Duck hunters use off-season for conservation

HALIFAX, Pa. (WHTM) — The month of February can be a lonely one for a Pennsylvania duck hunter. With the season over, a group of friends in northern Dauphin County is using the winter months to give their favorite game species a boost.

“Wood ducks aren’t even here right now,” said John Kelly of Halifax.”They’re south in Georgia and other places, so this is the perfect time for us to get together here.”

Kelly is a member of the Powell’s Valley Wood Duck Alliance, the unofficial name of the group which gets the majority of its members from the Halifax and Elizabethville areas but also draws from pockets of Harrisburg and northern Lancaster County. For the past three years, Kelly and others have gathered at Stan Miller’s wood shop near Halifax to construct wood duck boxes.

“A lot of people bring the kids,” Kelly said. “That’s who it’s for. Everybody gets to take a wood duck box home, put it up on their local creek and increase the numbers of ducks come fall. There are those of us who like to take cameras out and get more pictures of ducks. Those of us who like to hunt get more of them to shoot at.”


Kelly, Miller and John Laskowski of Elizabethville typically get together on Super Bowl weekend and cut the pieces of wood they’ll need for the boxes. When the larger group of adults and children arrive the following Sunday, Laskowski will lead the group in assembling the boxes.

“These are all the pieces you’re going to need,” Laskowski directed as others walked up and down the makeshift assembly line with their stack of lumber. “This is going to be the hole for the ducks to go in and out.”

One by one, the members carry their front piece of wood to Laskowski, where he assists them in stapling a piece of wire mesh to the inside of the box below the hole.

“This is so the baby ducks can crawl out of the box,” said Ava Matter, 11, of Elizabethville.

Matter, who came to the build along with her father and brother, uses a power drill to drive several screws into the front of the box. She says it’s a tough job, but she wouldn’t consider it work.
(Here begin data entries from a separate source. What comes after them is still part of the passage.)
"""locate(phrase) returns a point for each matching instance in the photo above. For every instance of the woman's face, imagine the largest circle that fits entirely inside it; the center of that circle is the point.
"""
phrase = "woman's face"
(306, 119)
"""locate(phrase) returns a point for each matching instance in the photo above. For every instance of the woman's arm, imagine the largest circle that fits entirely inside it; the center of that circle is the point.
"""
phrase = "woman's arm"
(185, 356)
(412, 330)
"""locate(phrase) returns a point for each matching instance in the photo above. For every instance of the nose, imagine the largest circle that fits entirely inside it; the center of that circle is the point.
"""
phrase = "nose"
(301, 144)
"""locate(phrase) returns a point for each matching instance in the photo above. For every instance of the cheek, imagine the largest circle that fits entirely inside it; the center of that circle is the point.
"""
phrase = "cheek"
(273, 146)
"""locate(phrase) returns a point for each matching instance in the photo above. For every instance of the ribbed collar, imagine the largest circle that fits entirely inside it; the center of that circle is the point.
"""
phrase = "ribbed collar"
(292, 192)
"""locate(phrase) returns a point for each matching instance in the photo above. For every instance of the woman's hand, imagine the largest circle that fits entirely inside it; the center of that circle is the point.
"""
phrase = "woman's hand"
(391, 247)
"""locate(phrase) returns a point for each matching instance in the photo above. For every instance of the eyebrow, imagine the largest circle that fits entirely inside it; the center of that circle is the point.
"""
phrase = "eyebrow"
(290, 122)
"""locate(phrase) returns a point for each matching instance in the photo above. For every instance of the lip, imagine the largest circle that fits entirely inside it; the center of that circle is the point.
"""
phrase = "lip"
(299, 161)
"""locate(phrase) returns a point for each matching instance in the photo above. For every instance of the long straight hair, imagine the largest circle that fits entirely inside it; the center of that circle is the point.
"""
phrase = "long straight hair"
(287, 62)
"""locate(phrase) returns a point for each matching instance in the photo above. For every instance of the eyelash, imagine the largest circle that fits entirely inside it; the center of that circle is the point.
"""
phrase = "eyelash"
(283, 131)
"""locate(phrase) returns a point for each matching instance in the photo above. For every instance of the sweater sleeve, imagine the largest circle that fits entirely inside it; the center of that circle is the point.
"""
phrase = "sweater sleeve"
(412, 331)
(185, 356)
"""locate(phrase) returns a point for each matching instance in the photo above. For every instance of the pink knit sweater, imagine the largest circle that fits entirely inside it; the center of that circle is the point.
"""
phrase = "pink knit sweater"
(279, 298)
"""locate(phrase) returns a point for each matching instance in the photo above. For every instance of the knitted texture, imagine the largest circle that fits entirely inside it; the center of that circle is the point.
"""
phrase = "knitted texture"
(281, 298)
“I like it,” she laughed, “because I don’t get to work with a drill that much and I also like baby ducks.”


The boxes are finished when they are filled with several handfuls of wood chips, which will later be topped with leaves found near where they’re hung in the forest. Kelly says the dozen or so boxes the group was able to build on Sunday will be hung within the next two weeks, prior to the wood ducks’ return to the northeast. The boxes provide a perfect habitat for the species, which nests naturally in the cavities of trees where they breed and raise young.

“They’re easy to manage,” Kelly added. “If you put boxes out there, the next year the numbers are up. Over the last 10 years, they’ve increased the bag limit on wood ducks from two to three, so it just shows you that there’s a lot more of a population of wood ducks than there was even 10 years ago.”